OAI-PMH: Improve memory management of data provider catalog metadata
On October 6, 2010, Marco Fahmi wrote:
What scares me about this code is that it stores the whole metadata catalog
in memory (static member fields docTypeMap and dateMap) at class-load time,
which is on the first call to the OAIHandler servlet.
So that check for the refreshDate is checking whether the entire catalog
needs to be reloaded into memory! I can't see that scaling to any extent.

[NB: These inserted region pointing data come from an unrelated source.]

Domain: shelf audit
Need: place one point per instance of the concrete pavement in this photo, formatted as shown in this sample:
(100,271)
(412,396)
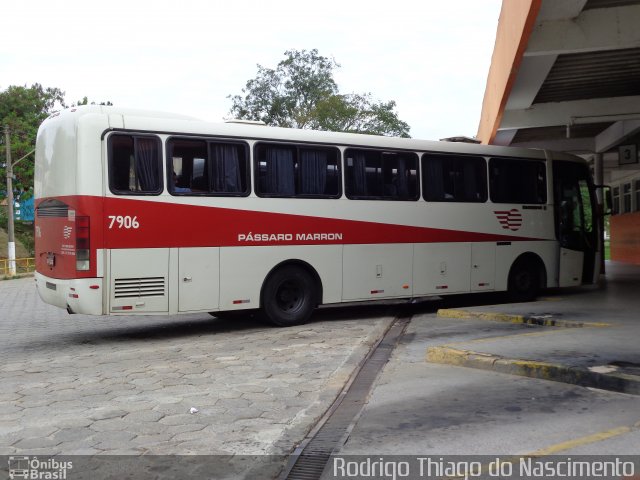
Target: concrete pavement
(423,408)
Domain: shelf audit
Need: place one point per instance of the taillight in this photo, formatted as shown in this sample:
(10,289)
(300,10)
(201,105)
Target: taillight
(82,243)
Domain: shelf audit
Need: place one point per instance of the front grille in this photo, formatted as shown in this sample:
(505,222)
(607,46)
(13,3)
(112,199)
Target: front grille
(139,287)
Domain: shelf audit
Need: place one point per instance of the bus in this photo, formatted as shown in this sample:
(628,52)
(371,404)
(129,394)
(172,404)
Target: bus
(150,213)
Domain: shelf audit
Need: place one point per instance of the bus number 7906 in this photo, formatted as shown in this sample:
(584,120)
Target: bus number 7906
(125,221)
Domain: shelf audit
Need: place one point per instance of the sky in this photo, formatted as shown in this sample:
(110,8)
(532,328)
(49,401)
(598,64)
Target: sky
(431,57)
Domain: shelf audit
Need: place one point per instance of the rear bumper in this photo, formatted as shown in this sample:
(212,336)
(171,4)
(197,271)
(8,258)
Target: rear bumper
(84,295)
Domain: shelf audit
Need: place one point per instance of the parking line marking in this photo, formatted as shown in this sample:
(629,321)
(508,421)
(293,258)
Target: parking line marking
(577,442)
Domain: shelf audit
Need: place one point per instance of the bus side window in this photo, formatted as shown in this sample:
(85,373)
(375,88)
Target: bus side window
(381,175)
(204,167)
(454,178)
(285,170)
(512,180)
(134,165)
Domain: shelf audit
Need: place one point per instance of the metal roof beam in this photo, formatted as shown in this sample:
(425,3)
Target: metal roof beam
(593,30)
(572,145)
(594,110)
(616,133)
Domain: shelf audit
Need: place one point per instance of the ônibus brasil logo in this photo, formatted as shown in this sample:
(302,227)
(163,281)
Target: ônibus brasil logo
(22,467)
(509,219)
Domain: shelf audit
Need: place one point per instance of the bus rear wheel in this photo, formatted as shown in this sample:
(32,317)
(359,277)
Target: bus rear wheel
(289,296)
(524,281)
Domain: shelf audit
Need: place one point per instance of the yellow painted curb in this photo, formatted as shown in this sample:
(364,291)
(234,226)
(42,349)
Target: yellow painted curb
(518,319)
(616,382)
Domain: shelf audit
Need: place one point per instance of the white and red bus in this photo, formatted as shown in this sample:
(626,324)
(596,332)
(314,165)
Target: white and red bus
(149,213)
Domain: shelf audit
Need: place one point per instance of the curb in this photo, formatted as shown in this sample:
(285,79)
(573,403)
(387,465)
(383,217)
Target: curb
(616,382)
(543,321)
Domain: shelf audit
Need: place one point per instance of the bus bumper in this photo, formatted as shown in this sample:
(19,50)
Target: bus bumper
(83,295)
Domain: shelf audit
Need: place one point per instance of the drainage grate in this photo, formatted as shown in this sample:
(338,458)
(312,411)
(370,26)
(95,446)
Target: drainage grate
(310,458)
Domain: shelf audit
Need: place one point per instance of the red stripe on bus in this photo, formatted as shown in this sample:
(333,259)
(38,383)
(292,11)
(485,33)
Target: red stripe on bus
(133,223)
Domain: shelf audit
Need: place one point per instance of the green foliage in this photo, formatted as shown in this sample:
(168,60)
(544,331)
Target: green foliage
(23,109)
(85,101)
(301,93)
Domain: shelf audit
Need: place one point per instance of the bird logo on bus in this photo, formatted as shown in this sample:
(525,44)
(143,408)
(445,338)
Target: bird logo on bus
(509,219)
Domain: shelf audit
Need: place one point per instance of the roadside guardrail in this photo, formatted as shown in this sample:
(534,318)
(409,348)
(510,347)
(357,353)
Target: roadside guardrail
(23,265)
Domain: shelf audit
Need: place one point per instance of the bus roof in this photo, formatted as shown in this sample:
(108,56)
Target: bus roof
(176,124)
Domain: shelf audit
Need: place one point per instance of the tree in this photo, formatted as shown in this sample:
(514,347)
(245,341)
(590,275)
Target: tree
(301,93)
(23,109)
(85,101)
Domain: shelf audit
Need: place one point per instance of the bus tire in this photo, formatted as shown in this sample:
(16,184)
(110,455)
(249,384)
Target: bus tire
(289,296)
(524,280)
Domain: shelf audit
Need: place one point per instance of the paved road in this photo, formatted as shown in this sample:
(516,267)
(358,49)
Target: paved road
(75,384)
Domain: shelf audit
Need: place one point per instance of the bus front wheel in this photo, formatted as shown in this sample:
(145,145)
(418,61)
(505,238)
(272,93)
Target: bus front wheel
(289,296)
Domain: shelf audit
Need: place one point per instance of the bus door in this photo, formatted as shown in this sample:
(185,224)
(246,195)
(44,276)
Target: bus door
(576,223)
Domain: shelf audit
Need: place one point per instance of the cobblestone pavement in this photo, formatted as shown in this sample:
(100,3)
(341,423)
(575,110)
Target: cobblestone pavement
(75,385)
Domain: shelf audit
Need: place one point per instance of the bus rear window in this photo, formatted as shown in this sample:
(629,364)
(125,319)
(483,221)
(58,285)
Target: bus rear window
(134,165)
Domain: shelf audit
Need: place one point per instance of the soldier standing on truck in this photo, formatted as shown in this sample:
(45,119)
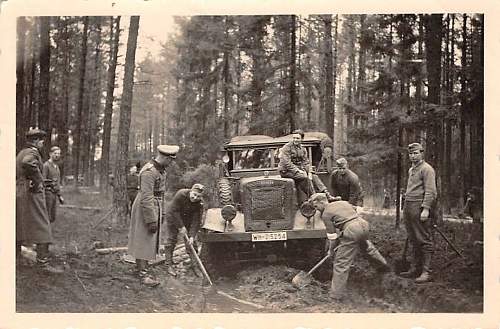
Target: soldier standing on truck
(420,196)
(345,183)
(147,212)
(348,234)
(32,220)
(294,163)
(51,180)
(184,214)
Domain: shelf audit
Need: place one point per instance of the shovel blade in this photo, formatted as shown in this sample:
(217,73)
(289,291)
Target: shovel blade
(301,280)
(401,265)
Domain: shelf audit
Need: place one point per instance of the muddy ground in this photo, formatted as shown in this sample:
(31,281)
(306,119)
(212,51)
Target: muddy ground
(106,283)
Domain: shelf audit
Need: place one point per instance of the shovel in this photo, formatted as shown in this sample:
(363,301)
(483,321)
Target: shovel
(205,274)
(302,278)
(447,241)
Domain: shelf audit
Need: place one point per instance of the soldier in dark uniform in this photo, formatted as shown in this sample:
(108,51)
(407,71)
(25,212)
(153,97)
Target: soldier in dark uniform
(32,219)
(147,211)
(132,185)
(421,194)
(51,179)
(184,214)
(345,183)
(294,164)
(348,234)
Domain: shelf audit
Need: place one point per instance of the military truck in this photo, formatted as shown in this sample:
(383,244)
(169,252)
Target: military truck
(258,218)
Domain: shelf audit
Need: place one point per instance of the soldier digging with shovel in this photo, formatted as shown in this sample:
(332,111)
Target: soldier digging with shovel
(352,237)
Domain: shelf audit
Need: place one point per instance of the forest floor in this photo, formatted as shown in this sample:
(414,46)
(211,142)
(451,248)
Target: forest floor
(105,283)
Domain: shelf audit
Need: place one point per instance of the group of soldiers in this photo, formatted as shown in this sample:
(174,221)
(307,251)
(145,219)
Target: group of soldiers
(37,194)
(37,189)
(346,230)
(150,217)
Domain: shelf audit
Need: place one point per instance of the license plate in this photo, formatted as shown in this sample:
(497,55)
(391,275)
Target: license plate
(268,236)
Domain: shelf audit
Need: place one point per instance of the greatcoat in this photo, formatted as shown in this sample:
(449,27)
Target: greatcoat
(32,220)
(147,208)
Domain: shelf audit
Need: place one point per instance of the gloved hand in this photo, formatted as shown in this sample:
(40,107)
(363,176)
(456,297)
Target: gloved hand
(36,187)
(153,227)
(332,246)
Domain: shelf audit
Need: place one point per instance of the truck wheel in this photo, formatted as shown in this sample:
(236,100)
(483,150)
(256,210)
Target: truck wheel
(225,192)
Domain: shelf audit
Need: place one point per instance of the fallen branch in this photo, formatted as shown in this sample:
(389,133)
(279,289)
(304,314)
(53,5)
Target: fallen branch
(103,251)
(110,211)
(239,300)
(71,206)
(79,280)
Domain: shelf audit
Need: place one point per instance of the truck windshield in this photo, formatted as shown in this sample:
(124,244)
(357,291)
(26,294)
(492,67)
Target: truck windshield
(253,158)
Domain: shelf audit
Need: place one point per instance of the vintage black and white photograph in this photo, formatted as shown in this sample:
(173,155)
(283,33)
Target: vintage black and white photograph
(281,163)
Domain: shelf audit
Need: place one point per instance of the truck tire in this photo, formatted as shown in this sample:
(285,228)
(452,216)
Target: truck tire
(225,192)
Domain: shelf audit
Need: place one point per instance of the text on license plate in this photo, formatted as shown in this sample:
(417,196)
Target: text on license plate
(268,236)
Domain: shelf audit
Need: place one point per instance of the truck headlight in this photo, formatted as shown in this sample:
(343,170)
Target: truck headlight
(228,212)
(307,210)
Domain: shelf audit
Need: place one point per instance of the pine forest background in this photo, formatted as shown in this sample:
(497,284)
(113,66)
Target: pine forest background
(373,82)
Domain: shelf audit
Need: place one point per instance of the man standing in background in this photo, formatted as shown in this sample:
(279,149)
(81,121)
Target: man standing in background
(345,183)
(147,212)
(32,219)
(51,180)
(419,198)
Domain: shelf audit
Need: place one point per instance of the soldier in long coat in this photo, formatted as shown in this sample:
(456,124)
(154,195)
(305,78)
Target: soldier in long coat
(147,211)
(32,220)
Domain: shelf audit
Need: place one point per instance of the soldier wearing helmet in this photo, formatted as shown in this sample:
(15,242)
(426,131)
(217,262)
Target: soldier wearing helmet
(184,215)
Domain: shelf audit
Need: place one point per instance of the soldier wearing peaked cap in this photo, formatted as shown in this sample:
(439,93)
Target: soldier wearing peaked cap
(32,219)
(147,211)
(420,196)
(345,183)
(184,213)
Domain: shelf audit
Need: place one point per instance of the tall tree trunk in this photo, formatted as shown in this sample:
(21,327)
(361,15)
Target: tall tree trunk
(31,118)
(334,80)
(81,86)
(44,115)
(120,203)
(95,108)
(463,110)
(114,40)
(226,76)
(20,109)
(293,68)
(433,37)
(62,124)
(329,110)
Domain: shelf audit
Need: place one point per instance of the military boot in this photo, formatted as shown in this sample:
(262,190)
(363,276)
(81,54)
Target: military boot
(376,259)
(169,268)
(143,274)
(426,272)
(42,259)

On October 11, 2010, Duane Costa and Mark Servilla wrote in a reply to Marco Fahmi:
With regard to the memory management issue -- the OAI-PMH data provider code has been tested on a repository of 375 EML documents with no apparent problem regarding memory. We will soon be applying the code to a much larger repository (~10,000 documents) so we'll have a better sense of whether the current implementation scales. One distinction we'd like to make is that when you state that "the entire catalog" is loaded into memory, please note that only the documents' identifiers, their EML versions, and their revision dates are loaded into memory; the full contents of the documents themselves are not stored in memory but are instead retrieved from the Metacat database only as needed. In any case, we agree that it's likely that a better memory management solution should ultimately be implemented for storing the subset of catalog metadata that is currently held in memory.